Permissions and security

  • Q: When operating a knowledge base, I encounter the error "Missing permissions for this module". How should I handle this?

    By default, a RAM user cannot perform write operations such as creating, updating, or deleting knowledge bases. An Alibaba Cloud account must grant the user Administrator page permissions, or permissions that include at least ApplicationData-FullAccess and KnowledgeBase-FullAccess.

  • Q: Are knowledge bases private? Can other organizations or users access them?

    Knowledge bases are restricted to members within their workspace for access and operations. They are not publicly accessible.

  • Q: Will Alibaba Cloud use the knowledge bases under my account to answer other users' questions?

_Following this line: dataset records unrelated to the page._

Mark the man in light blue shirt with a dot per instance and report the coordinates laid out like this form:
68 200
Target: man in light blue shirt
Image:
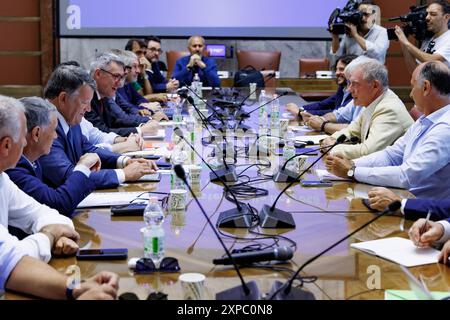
420 160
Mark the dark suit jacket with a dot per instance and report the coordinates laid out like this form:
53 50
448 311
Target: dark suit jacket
329 104
208 75
58 166
129 93
65 198
107 116
418 208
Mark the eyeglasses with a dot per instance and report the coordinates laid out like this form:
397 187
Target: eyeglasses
116 76
430 47
146 265
155 50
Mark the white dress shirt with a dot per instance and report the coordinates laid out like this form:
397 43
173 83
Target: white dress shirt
22 211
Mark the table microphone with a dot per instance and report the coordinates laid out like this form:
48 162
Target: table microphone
245 258
239 217
287 292
246 291
271 217
286 175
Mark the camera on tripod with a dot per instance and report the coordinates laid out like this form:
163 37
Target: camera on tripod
339 17
414 24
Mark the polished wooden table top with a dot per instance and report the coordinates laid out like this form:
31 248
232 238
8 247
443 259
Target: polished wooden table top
322 216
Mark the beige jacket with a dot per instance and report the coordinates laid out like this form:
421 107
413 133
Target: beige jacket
378 126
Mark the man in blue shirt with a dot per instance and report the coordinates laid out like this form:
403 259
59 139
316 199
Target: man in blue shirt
420 160
157 80
186 67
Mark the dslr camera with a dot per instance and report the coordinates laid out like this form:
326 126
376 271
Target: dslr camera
349 14
414 23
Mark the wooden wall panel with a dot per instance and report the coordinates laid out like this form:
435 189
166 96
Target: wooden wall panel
19 36
20 70
19 8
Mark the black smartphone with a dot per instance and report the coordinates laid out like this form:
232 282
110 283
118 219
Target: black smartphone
316 184
126 210
103 254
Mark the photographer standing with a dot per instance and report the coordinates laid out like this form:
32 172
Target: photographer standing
435 48
366 38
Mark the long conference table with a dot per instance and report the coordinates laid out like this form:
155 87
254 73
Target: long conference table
322 216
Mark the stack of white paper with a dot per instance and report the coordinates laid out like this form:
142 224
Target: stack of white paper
399 250
107 199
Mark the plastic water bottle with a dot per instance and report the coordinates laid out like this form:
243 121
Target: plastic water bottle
275 113
190 128
289 148
177 116
154 233
178 157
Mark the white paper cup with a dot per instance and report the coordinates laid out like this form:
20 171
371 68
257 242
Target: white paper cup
193 286
177 199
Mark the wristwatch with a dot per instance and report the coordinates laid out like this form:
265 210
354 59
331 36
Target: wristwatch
351 172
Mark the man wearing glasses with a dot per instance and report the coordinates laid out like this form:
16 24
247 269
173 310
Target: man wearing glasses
436 48
157 80
366 38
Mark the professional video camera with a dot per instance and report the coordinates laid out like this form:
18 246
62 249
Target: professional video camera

    Alibaba Cloud strictly protects data privacy and will never use your knowledge base to answer other users' questions or for model training. For details on our commitment to data security and privacy, see the Privacy policy.

Migration and export

  • Q: How do I export a knowledge base to my local machine?

    A one-click export is not supported. As an alternative, you can manually obtain the data in the following ways:

    • Download original files or data tables from Application Data.

    • Write a script to batch pull document and segment data by calling the ListChunks API.